The plasma sugar, 11-hydroxycorticosteroid, and growth hormone responses to insulin have been studied in patients with Cushing's disease. They showed an impaired or absent plasma 11-hydroxycorticosteroid and growth hormone rise during the test, as compared with control subjects, despite the injection of amounts of insulin which produced a similar degree of hypoglycaemia. This test proved of value in differentiating between these patients and those with 'simple ' obesity since the latter usually showed a normal growth hormone and adrenal response provided an adequate amount of insulin was administered.

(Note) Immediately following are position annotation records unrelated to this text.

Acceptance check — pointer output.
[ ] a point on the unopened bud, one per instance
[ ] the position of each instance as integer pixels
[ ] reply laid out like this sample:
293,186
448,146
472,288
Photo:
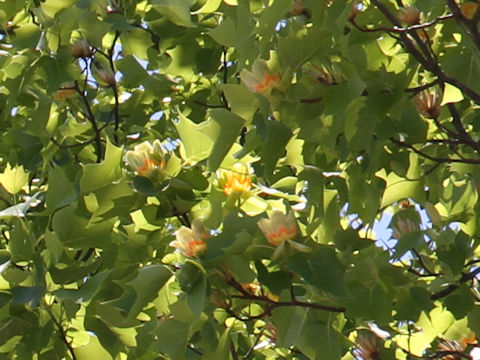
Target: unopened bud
410,15
469,9
81,49
428,103
367,347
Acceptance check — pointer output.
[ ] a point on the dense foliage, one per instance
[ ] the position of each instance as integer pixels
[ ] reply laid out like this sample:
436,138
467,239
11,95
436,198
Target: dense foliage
203,179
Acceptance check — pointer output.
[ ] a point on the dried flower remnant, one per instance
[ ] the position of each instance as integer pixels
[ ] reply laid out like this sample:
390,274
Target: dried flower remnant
469,9
298,8
65,92
409,15
235,181
148,160
404,227
191,241
80,49
451,346
367,347
327,75
281,228
261,79
427,103
106,75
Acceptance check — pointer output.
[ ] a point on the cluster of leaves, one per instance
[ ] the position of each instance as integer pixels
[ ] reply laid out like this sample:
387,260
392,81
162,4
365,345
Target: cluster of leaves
128,123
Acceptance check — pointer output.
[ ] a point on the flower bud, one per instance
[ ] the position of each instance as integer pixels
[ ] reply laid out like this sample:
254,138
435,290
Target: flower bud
261,79
451,346
237,180
147,160
409,15
469,9
367,347
107,76
80,49
428,103
279,227
191,241
65,92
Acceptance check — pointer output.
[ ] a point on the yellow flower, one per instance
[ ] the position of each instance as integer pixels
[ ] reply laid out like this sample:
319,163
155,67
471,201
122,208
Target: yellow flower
261,79
279,227
236,180
147,160
191,242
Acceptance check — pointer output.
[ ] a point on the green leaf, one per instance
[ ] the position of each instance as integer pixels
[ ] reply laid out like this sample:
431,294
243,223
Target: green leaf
460,302
177,11
96,176
172,336
75,230
61,191
223,129
92,350
148,282
451,94
133,72
273,148
13,179
321,269
195,146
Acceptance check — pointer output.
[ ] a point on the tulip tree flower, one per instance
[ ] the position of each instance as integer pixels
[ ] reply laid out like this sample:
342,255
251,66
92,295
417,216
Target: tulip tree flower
281,228
235,181
80,49
147,160
191,241
261,79
427,103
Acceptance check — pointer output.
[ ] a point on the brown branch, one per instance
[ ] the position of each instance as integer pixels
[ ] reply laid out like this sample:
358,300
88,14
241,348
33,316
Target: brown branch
245,295
434,158
400,30
457,123
91,118
452,287
469,24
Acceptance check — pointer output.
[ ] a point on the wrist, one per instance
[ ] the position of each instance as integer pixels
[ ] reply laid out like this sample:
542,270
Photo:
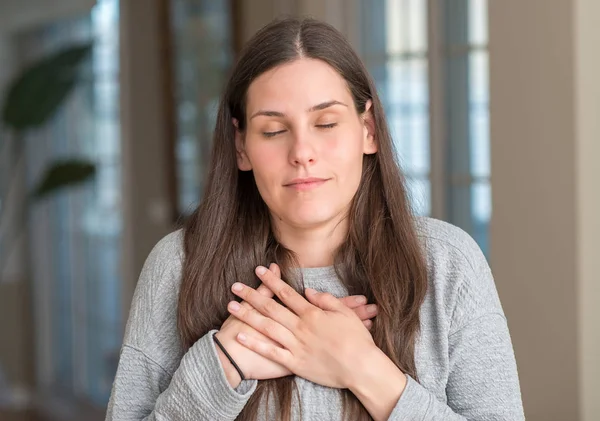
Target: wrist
231,374
378,383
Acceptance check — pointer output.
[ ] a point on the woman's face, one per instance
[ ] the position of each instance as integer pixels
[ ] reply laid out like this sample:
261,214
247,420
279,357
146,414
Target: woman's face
304,142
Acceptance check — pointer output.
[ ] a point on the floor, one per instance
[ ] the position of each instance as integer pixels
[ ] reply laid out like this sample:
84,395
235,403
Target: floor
19,416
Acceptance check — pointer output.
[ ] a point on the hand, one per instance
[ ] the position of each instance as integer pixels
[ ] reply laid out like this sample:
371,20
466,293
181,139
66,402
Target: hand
319,339
255,366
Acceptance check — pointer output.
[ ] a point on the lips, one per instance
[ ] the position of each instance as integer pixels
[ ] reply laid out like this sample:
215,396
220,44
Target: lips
308,183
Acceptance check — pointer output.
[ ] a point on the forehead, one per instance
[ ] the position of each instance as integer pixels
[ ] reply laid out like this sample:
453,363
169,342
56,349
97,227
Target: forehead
299,84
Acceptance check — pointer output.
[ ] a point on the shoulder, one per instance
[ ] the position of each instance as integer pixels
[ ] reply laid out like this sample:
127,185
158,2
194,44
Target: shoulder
167,252
460,279
151,324
448,244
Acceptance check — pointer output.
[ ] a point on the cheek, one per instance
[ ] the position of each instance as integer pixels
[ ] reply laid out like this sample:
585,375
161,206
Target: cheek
267,161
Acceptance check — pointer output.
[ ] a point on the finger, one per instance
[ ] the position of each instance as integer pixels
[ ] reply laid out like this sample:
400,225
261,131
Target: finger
325,301
268,307
274,267
366,312
262,290
288,295
265,291
354,301
268,327
271,352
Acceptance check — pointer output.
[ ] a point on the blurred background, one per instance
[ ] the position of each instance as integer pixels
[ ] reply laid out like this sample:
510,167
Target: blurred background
107,112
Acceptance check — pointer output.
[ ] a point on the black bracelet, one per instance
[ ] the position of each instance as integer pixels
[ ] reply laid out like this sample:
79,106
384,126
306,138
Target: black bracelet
220,345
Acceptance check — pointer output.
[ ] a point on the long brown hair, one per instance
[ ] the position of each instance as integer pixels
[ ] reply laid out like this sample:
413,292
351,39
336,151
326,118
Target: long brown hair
230,233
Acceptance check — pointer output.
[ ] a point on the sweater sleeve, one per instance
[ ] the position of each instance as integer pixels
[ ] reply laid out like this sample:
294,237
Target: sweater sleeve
483,383
155,380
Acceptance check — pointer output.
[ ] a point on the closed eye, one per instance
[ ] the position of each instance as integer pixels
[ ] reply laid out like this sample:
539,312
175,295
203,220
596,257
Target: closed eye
272,134
327,126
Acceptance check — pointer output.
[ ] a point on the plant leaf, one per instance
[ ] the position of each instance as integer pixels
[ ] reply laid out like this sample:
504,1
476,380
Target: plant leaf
37,93
62,174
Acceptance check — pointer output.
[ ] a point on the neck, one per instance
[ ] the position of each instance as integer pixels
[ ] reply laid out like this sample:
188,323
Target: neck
314,246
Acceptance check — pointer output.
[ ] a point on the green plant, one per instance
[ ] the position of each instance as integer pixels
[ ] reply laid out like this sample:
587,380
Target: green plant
32,99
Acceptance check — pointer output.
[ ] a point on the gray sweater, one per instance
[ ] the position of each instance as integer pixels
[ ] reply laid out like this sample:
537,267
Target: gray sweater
464,357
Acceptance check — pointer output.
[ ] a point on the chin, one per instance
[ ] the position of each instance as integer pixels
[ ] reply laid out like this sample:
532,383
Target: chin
306,217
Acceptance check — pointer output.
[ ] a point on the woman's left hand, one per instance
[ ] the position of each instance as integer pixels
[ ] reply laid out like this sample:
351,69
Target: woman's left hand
321,339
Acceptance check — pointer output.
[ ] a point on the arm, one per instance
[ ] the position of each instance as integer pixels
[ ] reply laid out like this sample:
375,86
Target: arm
143,390
482,381
155,380
482,385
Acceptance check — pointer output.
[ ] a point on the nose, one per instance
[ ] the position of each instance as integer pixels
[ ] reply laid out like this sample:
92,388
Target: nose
302,149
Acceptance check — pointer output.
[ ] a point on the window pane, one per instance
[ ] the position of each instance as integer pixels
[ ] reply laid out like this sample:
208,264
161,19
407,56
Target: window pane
478,22
408,113
406,26
481,208
203,55
77,242
419,193
479,113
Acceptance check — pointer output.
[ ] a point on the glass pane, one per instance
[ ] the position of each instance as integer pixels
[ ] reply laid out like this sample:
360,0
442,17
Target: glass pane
408,113
77,240
406,26
419,193
203,56
478,22
479,113
481,208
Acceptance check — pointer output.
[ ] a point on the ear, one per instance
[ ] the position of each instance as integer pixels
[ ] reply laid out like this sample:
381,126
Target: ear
242,158
369,141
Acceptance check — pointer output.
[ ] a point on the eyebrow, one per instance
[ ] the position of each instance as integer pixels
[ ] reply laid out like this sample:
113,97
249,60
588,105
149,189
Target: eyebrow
317,107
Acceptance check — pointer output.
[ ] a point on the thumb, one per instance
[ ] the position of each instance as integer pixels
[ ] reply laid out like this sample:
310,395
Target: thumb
323,300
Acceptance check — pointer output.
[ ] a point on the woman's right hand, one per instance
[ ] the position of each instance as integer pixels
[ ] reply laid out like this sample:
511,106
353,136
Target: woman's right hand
255,366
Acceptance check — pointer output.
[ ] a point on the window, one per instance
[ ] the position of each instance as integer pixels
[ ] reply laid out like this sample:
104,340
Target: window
407,45
203,56
77,276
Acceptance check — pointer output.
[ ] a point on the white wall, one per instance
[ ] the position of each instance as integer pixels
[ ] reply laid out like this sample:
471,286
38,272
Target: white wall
544,100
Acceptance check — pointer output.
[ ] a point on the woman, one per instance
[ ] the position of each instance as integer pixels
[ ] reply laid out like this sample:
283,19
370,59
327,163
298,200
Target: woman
305,214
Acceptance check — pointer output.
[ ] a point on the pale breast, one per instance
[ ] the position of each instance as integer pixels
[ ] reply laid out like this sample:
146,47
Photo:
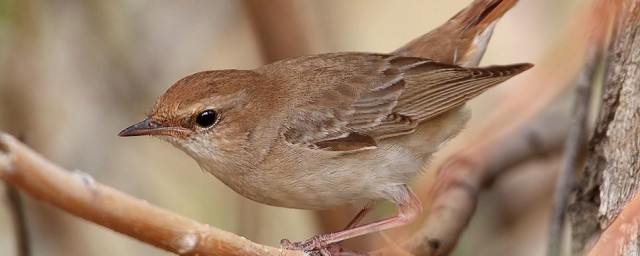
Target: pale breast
299,177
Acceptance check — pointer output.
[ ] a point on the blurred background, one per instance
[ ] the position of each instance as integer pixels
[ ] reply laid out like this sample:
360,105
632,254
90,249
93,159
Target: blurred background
73,73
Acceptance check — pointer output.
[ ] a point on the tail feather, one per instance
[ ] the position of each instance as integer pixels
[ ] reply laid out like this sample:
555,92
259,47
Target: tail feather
463,39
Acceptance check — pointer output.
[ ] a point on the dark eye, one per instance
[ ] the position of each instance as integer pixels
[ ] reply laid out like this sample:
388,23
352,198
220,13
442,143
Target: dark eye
206,118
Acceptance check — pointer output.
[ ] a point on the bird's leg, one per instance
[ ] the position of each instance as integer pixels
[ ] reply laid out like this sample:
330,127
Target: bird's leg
361,214
409,208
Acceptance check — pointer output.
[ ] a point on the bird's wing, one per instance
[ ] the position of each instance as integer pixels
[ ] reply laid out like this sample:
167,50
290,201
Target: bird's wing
379,96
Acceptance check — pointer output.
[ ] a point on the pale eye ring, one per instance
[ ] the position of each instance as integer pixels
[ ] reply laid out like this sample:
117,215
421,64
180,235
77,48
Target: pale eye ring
207,118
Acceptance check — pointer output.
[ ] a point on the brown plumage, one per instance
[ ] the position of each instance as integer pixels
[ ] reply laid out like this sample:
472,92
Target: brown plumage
321,131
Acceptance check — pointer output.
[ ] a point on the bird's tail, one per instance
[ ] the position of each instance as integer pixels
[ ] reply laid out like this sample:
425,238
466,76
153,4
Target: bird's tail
463,39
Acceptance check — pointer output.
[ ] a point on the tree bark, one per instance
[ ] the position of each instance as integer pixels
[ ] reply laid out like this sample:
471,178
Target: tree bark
612,170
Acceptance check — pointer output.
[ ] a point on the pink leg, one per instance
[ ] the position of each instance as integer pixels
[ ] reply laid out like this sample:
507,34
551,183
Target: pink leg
354,222
408,209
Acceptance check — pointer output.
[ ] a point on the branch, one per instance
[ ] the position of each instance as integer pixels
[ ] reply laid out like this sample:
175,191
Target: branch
574,144
516,132
461,178
78,194
621,235
19,221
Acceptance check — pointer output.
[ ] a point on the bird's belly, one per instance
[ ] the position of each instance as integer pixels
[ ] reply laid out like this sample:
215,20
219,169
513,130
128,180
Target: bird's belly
327,182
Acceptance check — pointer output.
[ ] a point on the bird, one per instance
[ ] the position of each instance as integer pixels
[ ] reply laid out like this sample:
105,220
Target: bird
326,130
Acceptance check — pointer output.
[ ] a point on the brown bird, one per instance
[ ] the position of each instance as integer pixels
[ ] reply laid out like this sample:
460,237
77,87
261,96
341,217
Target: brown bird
321,131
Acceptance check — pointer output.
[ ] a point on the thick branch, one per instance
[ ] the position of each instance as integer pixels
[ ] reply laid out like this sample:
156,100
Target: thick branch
610,177
621,237
461,178
513,138
574,145
78,194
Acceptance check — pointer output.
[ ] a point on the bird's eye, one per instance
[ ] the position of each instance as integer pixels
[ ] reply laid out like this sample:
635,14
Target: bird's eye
206,118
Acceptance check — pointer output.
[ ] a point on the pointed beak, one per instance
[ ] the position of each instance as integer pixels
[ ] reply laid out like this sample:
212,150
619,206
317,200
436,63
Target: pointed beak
151,127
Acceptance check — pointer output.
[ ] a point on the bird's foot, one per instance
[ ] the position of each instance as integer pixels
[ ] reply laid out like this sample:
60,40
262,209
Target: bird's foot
316,243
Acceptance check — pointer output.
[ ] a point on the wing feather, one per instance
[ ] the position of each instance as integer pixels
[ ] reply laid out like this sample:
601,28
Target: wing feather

The patients with Cushing's disease also had an impaired adrenal response to pyrogen and to dexamethasone administration and failed to show a normal plasma 11-hydroxycorticosteroid circadian rhythm. Their response to corticotrophin, lysine vasopressin, and metyrapone, however, was normal or enhanced. It is suggested that these findings imply an abnormality of hypothalamic or cerebral control and not a primary defect of pituitary function as proposed originally by Harvey Cushing.
The growth hormone response to insulin remained impaired in four out of six patients totally adrenalectomized for Cushing's disease but was normal in three patients adrenalectomized for other reasons. It is suggested that the defect which impairs the adrenal response to insulin may, on occasions, also impair the mechanism normally operative for growth hormone secretion.